Lenses

Studiologie works through four lenses: products, people, evidence, and organisations. Most real problems sit between them.

i Products

Products are where systems become usable.

Fragments become encounterable as a surface people can use.

Products give systems a surface, a sequence, and a rhythm. They arrange tasks, language, permissions, feedback, data, incentives, and expectations into something people can act through. Studiologie works on products as human-tool relationships: interfaces, workflows, AI-assisted systems, service flows, and the operating loops around them. The work asks what kind of judgement, behaviour, trust, and dependency a product creates between a person, a task, and the wider system it belongs to.

ii People

People are where systems become lived.

The same system is lived differently depending on context, capability, and power.

Every system makes assumptions about the people inside it: what they notice, what they understand, what they can tolerate, what motivates them, and how much power they have to act. Studiologie studies those assumptions through attention, comprehension, trust, confidence, agency, motivation, and friction. Design becomes stronger when it understands the human capability a system asks for, supports, extends, or quietly erodes.

iii Evidence

Evidence is how systems learn.

Evidence relates what has been observed to what can be credibly claimed.

Evidence is the relationship between what has been observed and what can be credibly claimed. It may use data, dashboards, metrics, research, experiments, and evaluation, but its value comes from the connection between signal, interpretation, claim, and decision. Studiologie treats evidence as a design material: what needs to be known, what would count as working, what can be claimed now, and what kind of measurement or experimentation would support a stronger claim. The work builds systems that help people learn the right things before they make claims their evidence cannot hold.

iv Organisations

Organisations are what allow systems to hold.

A design holds when the surrounding conditions can carry it.

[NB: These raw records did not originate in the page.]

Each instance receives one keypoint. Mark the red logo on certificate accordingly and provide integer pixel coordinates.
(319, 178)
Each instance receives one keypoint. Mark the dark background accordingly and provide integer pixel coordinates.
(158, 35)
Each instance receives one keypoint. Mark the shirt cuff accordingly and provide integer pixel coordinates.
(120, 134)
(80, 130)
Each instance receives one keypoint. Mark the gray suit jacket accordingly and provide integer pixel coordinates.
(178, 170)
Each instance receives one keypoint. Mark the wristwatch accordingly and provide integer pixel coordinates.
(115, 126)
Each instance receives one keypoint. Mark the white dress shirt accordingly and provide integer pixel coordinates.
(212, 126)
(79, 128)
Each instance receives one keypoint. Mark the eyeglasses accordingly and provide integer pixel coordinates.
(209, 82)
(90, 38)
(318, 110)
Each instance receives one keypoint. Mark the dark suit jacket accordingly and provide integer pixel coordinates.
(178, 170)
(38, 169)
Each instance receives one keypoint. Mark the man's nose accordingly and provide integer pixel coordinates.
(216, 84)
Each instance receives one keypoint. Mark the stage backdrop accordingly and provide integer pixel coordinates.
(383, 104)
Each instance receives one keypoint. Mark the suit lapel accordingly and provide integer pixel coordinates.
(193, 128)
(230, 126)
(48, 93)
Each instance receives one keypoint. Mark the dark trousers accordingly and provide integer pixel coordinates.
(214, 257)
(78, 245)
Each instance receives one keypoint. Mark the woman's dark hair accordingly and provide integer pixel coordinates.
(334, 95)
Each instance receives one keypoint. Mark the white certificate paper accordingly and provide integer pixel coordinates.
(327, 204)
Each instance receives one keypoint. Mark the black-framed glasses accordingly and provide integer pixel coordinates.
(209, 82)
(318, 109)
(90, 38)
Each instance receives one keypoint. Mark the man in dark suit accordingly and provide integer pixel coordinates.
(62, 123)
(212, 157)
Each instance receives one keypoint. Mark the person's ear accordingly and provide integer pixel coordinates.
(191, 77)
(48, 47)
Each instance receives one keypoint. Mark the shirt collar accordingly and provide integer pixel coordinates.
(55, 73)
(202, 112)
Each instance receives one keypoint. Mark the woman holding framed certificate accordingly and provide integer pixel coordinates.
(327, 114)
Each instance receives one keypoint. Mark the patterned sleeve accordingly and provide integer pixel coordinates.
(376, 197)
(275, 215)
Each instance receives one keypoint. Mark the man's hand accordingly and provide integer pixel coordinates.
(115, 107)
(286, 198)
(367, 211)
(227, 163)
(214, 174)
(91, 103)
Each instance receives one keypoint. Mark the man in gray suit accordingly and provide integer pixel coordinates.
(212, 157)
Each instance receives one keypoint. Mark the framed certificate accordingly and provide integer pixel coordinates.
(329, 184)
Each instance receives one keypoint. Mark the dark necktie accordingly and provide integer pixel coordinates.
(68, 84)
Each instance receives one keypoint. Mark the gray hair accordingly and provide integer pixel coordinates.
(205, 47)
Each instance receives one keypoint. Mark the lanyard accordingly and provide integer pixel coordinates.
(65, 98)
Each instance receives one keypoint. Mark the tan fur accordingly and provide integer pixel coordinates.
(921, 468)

A product, tool, workflow, or intervention depends on the organisation that has to carry it. Roles, incentives, rituals, governance, budgets, metrics, ownership, and informal habits shape whether a solution survives contact with reality. Studiologie looks at organisations as operating environments: the conditions that make some kinds of work possible and others fragile. The design problem may sit in the decision process behind the work, the metric that distorts it, the team structure around it, or the missing ownership that prevents it from holding.